Often times, the sweep of history appears without purpose and full of tragedy. When viewed through this lens, finding and maintaining faith in God can be very difficult. Those who struggle with faith or the lack thereof are rarely pleased to conclude that there is no God.
In The Tower of Babel by Morris L. West, one of his characters bemoans the "tragedy of the human condition" wherein man is "conceived without consent", "wrenched, whimpering into an alien universe," in which man stills maintains the "sacred illusion of immortality", where those who are blessed with the gift of faith are the "lucky ones" (Moroni 10: 11; Doctrine and Covenants 46: 19-20; 1 Corinthians 12:9) .
Those who continue on without the gift of faith are "thrust back on reason" which holds "no key to the mystery and paradox and tragedy of the human condition."
Faith is a gift, and reason, by itself cannot lead man out of the maze. Man does not understand the mind of God (Isaiah 55:9), His timetable, or his perspective. The gift of faith is felt as what has been called "tacit knowledge", the form of knowledge that lies just below our ability to articulate the whispering of truths which are difficult to share and are nigh unto impossible to use in persuasive argument to the ears of others.
Without the gift of faith, or the perspective that the gospel of Jesus Christ offers us, man's reliance on reason alone will lead him through strange paths to sadness and despair.
It is little wonder that some individuals never fully accept the gift of faith and get no closer to the supernal gift than to be "almost persuaded" (Acts 26:28). Our response to this view of the human condition and those who hold it cannot be canned consolation or the dismissal of their dismay.

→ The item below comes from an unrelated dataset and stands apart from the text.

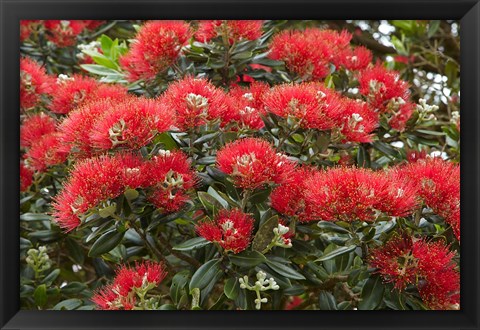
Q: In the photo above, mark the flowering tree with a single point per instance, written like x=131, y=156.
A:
x=239, y=165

Without the perspective that the gospel offers and the crucial information that God has shared with us about man and our divine destiny, we too would be found in a maze without a clue. Joy would be but a brief encounter to foreshadow the joy that might be, but could not be. Nothingness would come crashing in.
It is natural for cynicism to sprout and take root from this dark foreboding. The view of life as inconsequential naturally evolves from cynicism. This attitude gives rise to the "eat, drink, and be merry, for tomorrow we die" (2 Ne. 28:7-9) approach to life.

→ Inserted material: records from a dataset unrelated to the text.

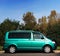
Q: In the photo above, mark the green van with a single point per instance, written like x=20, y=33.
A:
x=27, y=40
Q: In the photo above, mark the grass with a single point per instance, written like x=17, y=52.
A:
x=1, y=48
x=58, y=48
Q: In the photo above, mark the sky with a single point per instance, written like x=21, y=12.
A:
x=14, y=9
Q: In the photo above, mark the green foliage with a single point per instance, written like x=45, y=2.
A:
x=30, y=21
x=5, y=26
x=50, y=26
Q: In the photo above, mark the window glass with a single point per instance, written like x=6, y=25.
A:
x=19, y=35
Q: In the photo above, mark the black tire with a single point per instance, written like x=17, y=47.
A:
x=12, y=49
x=47, y=49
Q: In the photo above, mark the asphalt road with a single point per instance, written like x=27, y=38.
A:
x=30, y=54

Man has wandered to and fro from lack of understanding of his purpose that the gift of faith and the gospel provide. How can life be a growth experience if God suspends all opposition? Life is an "open book" exam, but the real problem is that most of us either do not have "the book" or refuse to open it!
In the agony after his wife's death, C.S. Lewis noted that God's plan is to play the role of the Surgeon who must continue the operation against the patient's complaint, in full view of our pain or else , "all the pain up to that point would...[be] useless." (C.S. Lewis, A Grief Observed)
We all knew this once and accepted it. God our Father is being faithful to the promises He made to the patients (us) before the "operation" began, wherein our pleadings to stop must go unheeded, due to the decision we made when we agreed to be "wrenched, whimpering into an alien universe".
The gift of faith allows us to move forward in the work of the Lord. As President Gordon B. Hinckley stated "Cynics do not contribute, skeptics do not create, doubters do not achieve".
Ours is the task to combat cynicism through faith and to influence others to the gift that they may awaken to their "tacit knowledge" and be roused to hope in the gospel of Jesus Christ.